Tom Smith (UPitt, MD student) and Yajuan Wang (BME PhD Cand.) performing in vivo micro flow visualization in early chick embryonic hearts.
Michael J Patrick getting help from Kerem Uguz (Nadine lab ME) during new two-photon/confocal microscope (Dahl lab) adventures.
*The flow loop is simulates the entire single ventricle Fontan circulation by using a modular pulsatile pump that can be run in either single ventricle or biventricular mode. Each ventricular chamber incorporates inflow (mitral / tricuspid) and outflow (aortic / pulmonary) valves. The system further consists of pressurized compliance chambers, variable resistance flow clamps, and the prototype TCPC anatomy. Instrumentation for simultaneous pressure and flow measurements was installed and connected to a DataQ (Akron, OH) DI-710 data acquisition system. The six adjustable compliance chambers represent the aorta; inferior and superior vena cavae; left and right pulmonary arteries and left atrium.

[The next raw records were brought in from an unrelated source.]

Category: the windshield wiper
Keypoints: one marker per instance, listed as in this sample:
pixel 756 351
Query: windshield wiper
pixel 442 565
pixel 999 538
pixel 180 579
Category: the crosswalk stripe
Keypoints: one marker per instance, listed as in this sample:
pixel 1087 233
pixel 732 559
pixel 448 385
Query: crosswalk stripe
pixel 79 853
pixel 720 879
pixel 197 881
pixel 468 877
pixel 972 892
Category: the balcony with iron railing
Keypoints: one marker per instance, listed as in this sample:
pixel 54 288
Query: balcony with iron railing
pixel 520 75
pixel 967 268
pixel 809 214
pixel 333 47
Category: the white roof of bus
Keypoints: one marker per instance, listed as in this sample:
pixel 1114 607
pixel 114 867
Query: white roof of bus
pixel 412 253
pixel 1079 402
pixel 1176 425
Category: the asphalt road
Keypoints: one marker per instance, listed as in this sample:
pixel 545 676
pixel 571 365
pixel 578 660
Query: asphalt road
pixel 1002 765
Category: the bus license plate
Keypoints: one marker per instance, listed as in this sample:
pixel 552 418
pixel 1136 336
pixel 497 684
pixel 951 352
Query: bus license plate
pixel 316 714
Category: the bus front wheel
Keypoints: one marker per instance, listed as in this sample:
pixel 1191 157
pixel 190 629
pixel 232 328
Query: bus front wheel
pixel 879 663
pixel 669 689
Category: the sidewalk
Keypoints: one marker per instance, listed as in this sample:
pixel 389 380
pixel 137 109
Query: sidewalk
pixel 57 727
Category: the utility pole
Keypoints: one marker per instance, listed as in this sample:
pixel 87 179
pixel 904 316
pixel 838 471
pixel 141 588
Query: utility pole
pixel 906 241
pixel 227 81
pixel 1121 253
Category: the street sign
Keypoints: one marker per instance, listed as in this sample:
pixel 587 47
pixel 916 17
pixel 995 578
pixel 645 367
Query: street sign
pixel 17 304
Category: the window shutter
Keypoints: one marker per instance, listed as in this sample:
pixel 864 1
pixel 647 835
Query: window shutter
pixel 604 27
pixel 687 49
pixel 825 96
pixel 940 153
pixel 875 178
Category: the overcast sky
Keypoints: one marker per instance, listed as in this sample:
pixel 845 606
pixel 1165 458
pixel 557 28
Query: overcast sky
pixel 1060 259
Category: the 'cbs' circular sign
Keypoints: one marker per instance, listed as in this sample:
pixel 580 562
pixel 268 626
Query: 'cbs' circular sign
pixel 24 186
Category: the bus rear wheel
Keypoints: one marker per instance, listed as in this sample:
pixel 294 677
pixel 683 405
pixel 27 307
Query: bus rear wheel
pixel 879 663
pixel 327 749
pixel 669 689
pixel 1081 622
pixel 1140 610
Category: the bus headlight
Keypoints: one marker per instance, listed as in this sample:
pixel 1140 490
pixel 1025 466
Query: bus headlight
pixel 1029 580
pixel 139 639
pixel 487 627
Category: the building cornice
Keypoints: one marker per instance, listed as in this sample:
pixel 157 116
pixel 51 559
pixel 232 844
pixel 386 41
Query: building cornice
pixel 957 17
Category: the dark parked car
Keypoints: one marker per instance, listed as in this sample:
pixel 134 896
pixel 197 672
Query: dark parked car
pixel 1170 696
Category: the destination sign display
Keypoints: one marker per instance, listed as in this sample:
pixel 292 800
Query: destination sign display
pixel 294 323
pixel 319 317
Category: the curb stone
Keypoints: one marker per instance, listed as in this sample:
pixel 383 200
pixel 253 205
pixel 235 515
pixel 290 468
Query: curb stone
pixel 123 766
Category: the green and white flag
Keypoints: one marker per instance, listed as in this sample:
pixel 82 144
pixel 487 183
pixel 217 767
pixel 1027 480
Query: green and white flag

They reproduce the elastic nature of the vessel wall and the related storage capacity, and consequently allow us to simulate volume shifts as a result of surgical intervention. Each chamber of the flow loop has an extra connector that can accept various sizes of cannulas. This versatile design can therefore accept the insertion of pediatric assist devices (i.e. in the picture a continuous pediatric VAD is connected to the Inferior vena cava) on the in several anastomotic configurations to analyze diverse postoperative clinical scenarios.